Moreau, R, Elkrief, L, Bureau, C, Perarnau, JM, Thévenot, T, Saliba, F, Louvet, A, Nahon, P, Lannes, A, Anty, R, et al
Gastroenterology. 2018;(6):1816-1827.e9
Abstract
BACKGROUND & AIMS There is debate over the effects of long-term oral fluoroquinolone therapy in patients with advanced cirrhosis. We performed a randomized controlled trial to evaluate the effects of long-term treatment with the fluoroquinolone norfloxacin on survival of patients with cirrhosis. METHODS We performed a double-blind trial of 291 patients with Child-Pugh class C cirrhosis who had not received recent fluoroquinolone therapy.
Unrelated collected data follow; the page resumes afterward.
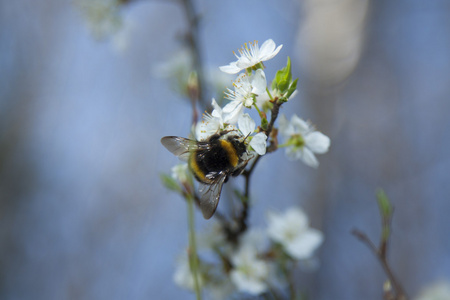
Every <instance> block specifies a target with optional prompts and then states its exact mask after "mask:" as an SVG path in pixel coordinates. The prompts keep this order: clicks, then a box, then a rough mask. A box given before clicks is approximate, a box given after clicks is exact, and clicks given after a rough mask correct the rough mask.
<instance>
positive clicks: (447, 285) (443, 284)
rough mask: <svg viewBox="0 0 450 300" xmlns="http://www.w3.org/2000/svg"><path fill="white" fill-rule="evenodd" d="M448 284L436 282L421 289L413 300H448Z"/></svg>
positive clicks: (442, 282)
mask: <svg viewBox="0 0 450 300" xmlns="http://www.w3.org/2000/svg"><path fill="white" fill-rule="evenodd" d="M449 299H450V283H449V282H448V281H438V282H436V283H433V284H432V285H430V286H427V287H426V288H425V289H423V290H422V291H421V292H420V294H419V296H418V297H416V298H415V300H449Z"/></svg>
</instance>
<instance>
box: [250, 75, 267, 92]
mask: <svg viewBox="0 0 450 300" xmlns="http://www.w3.org/2000/svg"><path fill="white" fill-rule="evenodd" d="M266 87H267V82H266V74H264V71H263V70H261V69H258V70H256V72H255V75H253V81H252V93H253V94H256V95H261V94H264V93H266Z"/></svg>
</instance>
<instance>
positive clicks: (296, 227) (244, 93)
mask: <svg viewBox="0 0 450 300" xmlns="http://www.w3.org/2000/svg"><path fill="white" fill-rule="evenodd" d="M281 48H282V45H279V46H278V47H277V46H276V44H275V42H274V41H273V40H271V39H269V40H267V41H265V42H264V43H263V44H262V46H261V47H259V46H258V43H257V42H254V43H249V44H245V46H244V47H243V48H242V49H241V50H239V52H238V54H235V55H236V58H237V61H234V62H232V63H230V64H229V65H226V66H222V67H220V70H221V71H223V72H225V73H227V74H237V75H236V76H237V77H236V79H235V80H234V81H233V87H232V88H231V89H230V88H228V89H227V90H226V92H225V98H226V99H228V100H229V102H227V103H226V104H225V105H224V106H223V107H221V106H220V105H219V104H218V103H217V102H216V100H215V99H212V103H211V105H212V107H213V110H212V112H211V113H205V114H204V117H203V121H202V122H201V123H199V124H197V125H196V126H195V128H194V132H195V138H196V140H197V141H203V140H207V139H208V138H209V137H210V136H211V135H213V134H216V133H218V132H221V131H231V130H233V131H234V130H235V131H239V132H240V134H241V135H242V136H243V137H245V140H246V143H247V147H248V150H249V152H254V153H256V154H257V155H264V154H266V151H267V149H269V148H268V147H267V142H268V136H267V135H266V133H270V132H271V131H270V130H268V129H267V128H268V127H267V124H268V120H267V117H266V113H270V114H271V116H272V113H273V111H272V110H271V109H272V108H273V107H274V106H275V105H281V104H282V103H285V102H287V101H289V100H290V99H292V97H293V96H295V93H296V80H292V76H291V71H290V60H289V59H288V64H287V66H286V68H284V69H282V70H280V71H278V72H277V75H276V76H275V78H274V79H273V81H272V84H271V85H270V87H269V86H268V85H267V80H266V74H265V72H264V65H263V62H265V61H267V60H269V59H271V58H273V57H274V56H275V55H276V54H277V53H278V52H279V51H280V50H281ZM241 71H242V72H241ZM278 107H279V106H278ZM250 109H255V110H256V111H257V112H258V114H259V116H260V120H258V122H257V121H255V120H254V119H253V118H252V117H251V116H250V114H249V113H248V112H247V110H250ZM271 121H273V120H271ZM257 124H258V126H257ZM272 125H273V126H274V128H277V129H278V130H277V131H275V132H278V133H279V134H280V136H281V137H282V142H283V144H278V143H277V142H274V140H273V136H271V138H272V140H270V143H271V145H272V144H273V143H275V145H276V147H277V148H285V149H286V154H287V156H288V158H289V159H293V160H302V161H303V162H304V163H305V164H306V165H308V166H311V167H317V166H318V165H319V163H318V160H317V158H316V157H315V154H323V153H325V152H327V151H328V148H329V146H330V139H329V138H328V137H327V136H325V135H324V134H322V133H320V132H318V131H316V130H315V129H314V127H313V126H312V125H311V124H310V123H308V122H306V121H304V120H302V119H300V118H299V117H298V116H297V115H293V116H292V118H291V120H290V121H289V120H287V119H286V117H285V116H284V115H280V117H279V118H278V122H277V123H272ZM276 140H278V138H276ZM172 179H173V180H174V181H175V182H181V183H183V182H184V183H186V182H188V181H189V180H191V181H192V174H190V171H189V167H188V166H187V165H186V164H184V165H179V166H176V167H174V168H173V169H172ZM174 190H175V188H174ZM231 226H232V225H231ZM230 228H231V227H230V224H228V223H225V222H215V223H212V225H211V226H210V227H209V231H208V232H206V233H203V234H201V235H199V236H198V240H197V244H198V247H197V254H198V259H199V264H198V266H197V267H196V271H195V272H196V274H197V279H198V280H196V281H194V276H193V272H194V271H193V267H192V266H191V265H190V263H189V255H188V253H184V254H183V255H181V256H180V259H179V261H178V264H177V267H176V272H175V274H174V281H175V282H176V284H177V285H179V286H181V287H183V288H186V289H189V290H194V289H195V285H196V284H198V285H200V286H201V289H202V290H203V291H206V292H207V293H208V294H209V297H208V299H210V298H211V299H230V298H232V299H234V298H233V297H235V296H238V297H240V296H241V295H244V297H245V295H247V296H257V295H263V294H266V295H267V293H272V292H273V291H272V289H280V290H283V289H284V290H285V289H287V285H288V282H289V281H290V280H291V278H288V277H289V276H291V272H292V270H293V269H294V267H295V266H301V265H302V263H303V264H304V265H311V262H312V261H314V259H313V258H314V252H315V251H316V249H317V248H318V247H319V246H320V245H321V244H322V242H323V239H324V237H323V234H322V232H320V231H319V230H317V229H313V228H310V226H309V220H308V217H307V215H306V214H305V213H304V212H303V211H302V210H301V209H299V208H291V209H288V210H287V211H286V212H285V213H280V212H273V211H272V212H268V213H267V228H263V229H254V228H252V229H248V230H247V231H246V232H244V233H243V234H241V235H239V236H238V237H237V239H238V240H237V241H236V240H235V239H233V237H230V232H229V231H227V230H229V229H230ZM234 238H236V236H234ZM188 252H189V251H188Z"/></svg>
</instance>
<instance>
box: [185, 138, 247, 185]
mask: <svg viewBox="0 0 450 300" xmlns="http://www.w3.org/2000/svg"><path fill="white" fill-rule="evenodd" d="M200 143H202V142H200ZM204 143H205V144H207V145H208V147H199V148H198V149H196V150H195V151H193V152H192V154H191V157H190V159H189V167H190V169H191V171H192V173H193V174H194V176H195V178H196V179H197V180H198V181H200V182H203V183H205V184H211V183H213V182H214V180H215V178H216V177H218V176H222V175H223V174H225V175H226V176H228V175H233V176H237V175H238V174H235V171H236V170H237V169H239V166H240V165H241V164H242V159H241V157H242V155H243V154H244V153H245V152H246V147H245V144H244V143H243V142H241V141H240V140H239V138H238V137H237V136H234V135H231V136H226V137H225V138H222V137H221V135H220V134H215V135H213V136H211V137H210V138H209V139H208V141H206V142H204ZM239 173H240V172H239ZM226 180H227V178H226V179H225V181H226Z"/></svg>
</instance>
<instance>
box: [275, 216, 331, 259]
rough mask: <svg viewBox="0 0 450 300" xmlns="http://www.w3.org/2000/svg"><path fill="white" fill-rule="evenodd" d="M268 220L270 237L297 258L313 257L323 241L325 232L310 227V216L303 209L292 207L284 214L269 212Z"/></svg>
mask: <svg viewBox="0 0 450 300" xmlns="http://www.w3.org/2000/svg"><path fill="white" fill-rule="evenodd" d="M268 222H269V224H268V228H267V234H268V235H269V237H270V238H271V239H272V240H273V241H275V242H277V243H280V244H281V245H282V246H283V248H284V249H285V251H286V252H287V253H288V254H289V255H290V256H292V257H293V258H295V259H308V258H311V256H312V254H313V252H314V250H316V249H317V248H318V247H319V246H320V244H322V242H323V234H322V233H321V232H320V231H319V230H317V229H313V228H309V224H308V217H307V216H306V214H305V213H304V212H303V211H302V210H301V209H298V208H291V209H289V210H288V211H287V212H286V213H284V214H279V213H275V212H269V213H268Z"/></svg>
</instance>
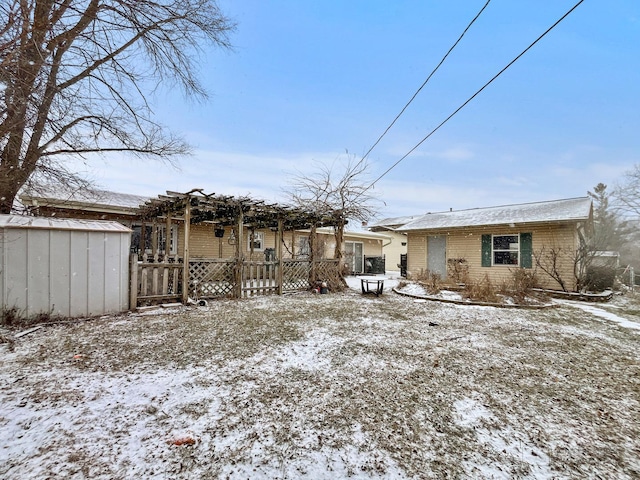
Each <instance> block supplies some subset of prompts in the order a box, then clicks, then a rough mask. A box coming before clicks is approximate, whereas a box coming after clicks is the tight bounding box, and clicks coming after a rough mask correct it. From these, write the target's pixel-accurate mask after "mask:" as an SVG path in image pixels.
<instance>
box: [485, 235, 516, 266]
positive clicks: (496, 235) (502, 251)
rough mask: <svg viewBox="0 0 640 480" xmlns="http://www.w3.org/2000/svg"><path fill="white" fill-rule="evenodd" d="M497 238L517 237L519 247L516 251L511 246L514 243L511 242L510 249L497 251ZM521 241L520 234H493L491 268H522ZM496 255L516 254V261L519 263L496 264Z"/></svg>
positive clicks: (505, 248)
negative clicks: (498, 237) (506, 253)
mask: <svg viewBox="0 0 640 480" xmlns="http://www.w3.org/2000/svg"><path fill="white" fill-rule="evenodd" d="M497 237H515V239H516V243H517V245H518V248H517V249H516V250H514V249H512V248H511V245H512V244H513V243H514V242H509V248H508V249H506V248H499V249H496V248H495V239H496V238H497ZM521 243H522V242H521V241H520V234H519V233H500V234H492V235H491V266H492V267H519V266H520V261H521V258H522V256H521V254H520V249H521V248H520V247H521ZM496 253H510V254H513V253H515V254H516V259H517V261H516V262H515V263H496Z"/></svg>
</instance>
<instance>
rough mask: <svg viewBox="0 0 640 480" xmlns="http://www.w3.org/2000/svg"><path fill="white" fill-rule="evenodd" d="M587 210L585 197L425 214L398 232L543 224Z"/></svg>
mask: <svg viewBox="0 0 640 480" xmlns="http://www.w3.org/2000/svg"><path fill="white" fill-rule="evenodd" d="M590 213H591V200H590V199H589V198H588V197H579V198H569V199H564V200H552V201H547V202H537V203H524V204H519V205H503V206H499V207H488V208H474V209H469V210H454V211H450V212H441V213H427V214H426V215H423V216H421V217H418V218H416V219H415V220H413V221H412V222H409V223H407V224H406V225H404V226H401V227H399V228H398V230H400V231H409V230H431V229H438V228H461V227H480V226H485V225H504V224H517V223H546V222H566V221H581V220H587V219H588V218H589V216H590Z"/></svg>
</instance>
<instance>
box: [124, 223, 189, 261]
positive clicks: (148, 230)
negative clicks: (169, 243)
mask: <svg viewBox="0 0 640 480" xmlns="http://www.w3.org/2000/svg"><path fill="white" fill-rule="evenodd" d="M131 230H133V232H131V251H132V252H135V253H140V252H141V251H142V250H143V249H142V245H140V240H141V236H142V235H141V231H142V226H141V225H140V224H137V225H136V224H134V225H132V226H131ZM166 231H167V229H166V225H165V224H158V225H157V226H156V232H157V235H158V238H157V244H156V245H157V246H158V253H160V254H164V253H165V251H164V247H165V239H166V238H167V237H166ZM144 243H145V245H144V253H149V254H151V253H153V251H152V250H153V226H152V225H148V224H147V225H145V235H144ZM176 253H178V226H177V225H171V238H170V250H169V254H170V255H175V254H176Z"/></svg>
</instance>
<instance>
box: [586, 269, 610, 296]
mask: <svg viewBox="0 0 640 480" xmlns="http://www.w3.org/2000/svg"><path fill="white" fill-rule="evenodd" d="M615 278H616V271H615V269H613V268H611V267H593V266H592V267H589V268H588V269H587V274H586V276H585V287H586V288H587V290H591V291H593V292H601V291H603V290H606V289H608V288H613V283H614V281H615Z"/></svg>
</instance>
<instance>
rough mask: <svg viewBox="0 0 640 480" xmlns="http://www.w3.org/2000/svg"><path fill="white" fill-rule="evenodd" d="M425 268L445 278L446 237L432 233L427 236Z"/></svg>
mask: <svg viewBox="0 0 640 480" xmlns="http://www.w3.org/2000/svg"><path fill="white" fill-rule="evenodd" d="M427 270H428V271H429V272H430V273H437V274H439V275H440V278H441V279H442V280H444V279H445V278H447V237H445V236H444V235H437V236H436V235H433V236H428V237H427Z"/></svg>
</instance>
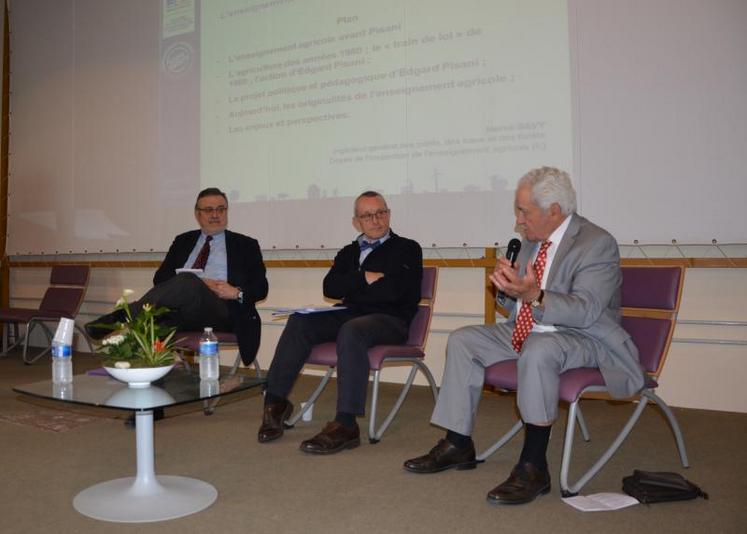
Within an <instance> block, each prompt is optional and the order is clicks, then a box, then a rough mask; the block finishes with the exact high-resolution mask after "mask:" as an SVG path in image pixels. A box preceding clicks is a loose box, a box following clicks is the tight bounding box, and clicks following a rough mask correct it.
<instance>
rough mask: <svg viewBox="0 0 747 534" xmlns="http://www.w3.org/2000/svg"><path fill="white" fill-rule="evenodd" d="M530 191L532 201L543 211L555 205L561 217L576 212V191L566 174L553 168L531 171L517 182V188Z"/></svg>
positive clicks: (569, 179)
mask: <svg viewBox="0 0 747 534" xmlns="http://www.w3.org/2000/svg"><path fill="white" fill-rule="evenodd" d="M524 186H528V187H531V189H532V199H533V200H534V202H535V203H536V204H537V205H538V206H539V207H540V208H542V209H543V210H547V209H548V208H549V207H550V206H552V205H553V204H555V203H557V204H558V206H560V211H561V212H562V213H563V215H570V214H571V213H573V212H575V211H576V190H575V189H573V184H572V183H571V177H570V176H569V175H568V173H567V172H565V171H561V170H560V169H556V168H555V167H540V168H539V169H532V170H531V171H529V172H528V173H526V174H525V175H524V176H522V177H521V179H520V180H519V184H518V187H524Z"/></svg>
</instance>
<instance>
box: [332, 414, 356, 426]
mask: <svg viewBox="0 0 747 534" xmlns="http://www.w3.org/2000/svg"><path fill="white" fill-rule="evenodd" d="M335 421H337V422H338V423H340V424H341V425H342V426H346V427H348V428H352V427H354V426H355V424H356V423H355V415H353V414H352V413H345V412H337V414H336V415H335Z"/></svg>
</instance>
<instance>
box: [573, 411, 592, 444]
mask: <svg viewBox="0 0 747 534" xmlns="http://www.w3.org/2000/svg"><path fill="white" fill-rule="evenodd" d="M576 422H577V423H578V429H579V430H580V431H581V436H582V437H583V438H584V441H590V440H591V437H590V436H589V429H588V428H587V426H586V420H585V419H584V414H583V413H581V406H579V407H577V408H576Z"/></svg>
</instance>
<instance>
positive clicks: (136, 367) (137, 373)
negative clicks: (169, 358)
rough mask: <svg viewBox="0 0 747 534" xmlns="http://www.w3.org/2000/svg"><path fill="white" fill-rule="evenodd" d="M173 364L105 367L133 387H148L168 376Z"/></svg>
mask: <svg viewBox="0 0 747 534" xmlns="http://www.w3.org/2000/svg"><path fill="white" fill-rule="evenodd" d="M173 368H174V366H173V365H164V366H163V367H135V368H130V369H117V368H116V367H104V369H106V372H107V373H109V374H110V375H112V376H113V377H114V378H116V379H117V380H119V381H120V382H126V383H127V386H128V387H131V388H147V387H150V383H151V382H154V381H156V380H158V379H159V378H162V377H164V376H166V375H167V374H168V373H169V371H171V369H173Z"/></svg>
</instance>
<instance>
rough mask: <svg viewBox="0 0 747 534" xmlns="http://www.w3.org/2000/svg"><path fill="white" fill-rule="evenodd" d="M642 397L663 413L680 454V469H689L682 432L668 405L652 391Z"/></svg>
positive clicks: (666, 403)
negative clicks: (649, 399) (670, 430)
mask: <svg viewBox="0 0 747 534" xmlns="http://www.w3.org/2000/svg"><path fill="white" fill-rule="evenodd" d="M643 395H644V396H646V397H648V398H650V399H651V400H652V401H654V402H655V403H656V405H657V406H658V407H659V408H661V411H662V412H664V415H665V416H666V417H667V421H669V426H670V428H671V429H672V433H673V434H674V440H675V441H676V442H677V451H678V452H679V453H680V461H681V462H682V467H690V462H689V461H688V459H687V451H686V450H685V439H684V438H683V437H682V430H681V429H680V425H679V423H678V422H677V418H676V417H675V416H674V413H673V412H672V410H671V408H669V405H667V403H666V402H664V400H663V399H662V398H661V397H659V396H658V395H657V394H656V393H654V392H653V391H645V392H644V393H643Z"/></svg>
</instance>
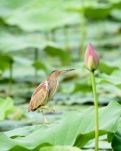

The study was performed at 18 clinical sites in France from April 2010 through November 2014. Patients were randomly assigned to groups given 400 mg norfloxacin (n = 144) or placebo (n = 147) once daily for 6 months. Patients were evaluated monthly for the first 6 months and at 9 months and 12 months thereafter. The primary outcome was 6-month mortality, estimated by the Kaplan-Meier method, censoring spontaneous bacterial peritonitis, liver transplantation, or loss during follow-up. RESULTS The Kaplan-Meier estimate for 6-month mortality was 14.8% for patients receiving norfloxacin and 19.7% for patients receiving placebo (P = .21). In competing risk analysis that took liver transplantation into account, the cumulative incidence of death at 6 months was significantly lower in the norfloxacin group than in the placebo group (subdistribution hazard ratio, 0.59; 95% confidence interval, 0.35-0.99). The subdistribution hazard ratio for death at 6 months with norfloxacin vs placebo was 0.35 (95% confidence interval, 0.13-0.93) in patients with ascites fluid protein concentrations <15 g/L and 1.39 (95% confidence interval, 0.42-4.57) in patients with ascites fluid protein concentrations ≥15 g/L. Norfloxacin significantly decreased the incidence of any and Gram-negative bacterial infections without increasing infections caused by Clostridium difficile or multiresistant bacteria. CONCLUSIONS In a randomized controlled trial of patients with advanced cirrhosis without recent fluoroquinolone therapy, norfloxacin did not reduce 6-month mortality, estimated by the Kaplan-Meier method. Norfloxacin, however, appears to increase survival of patients with low ascites fluid protein concentrations. ClinicalTrials.gov ID: NCT01037959.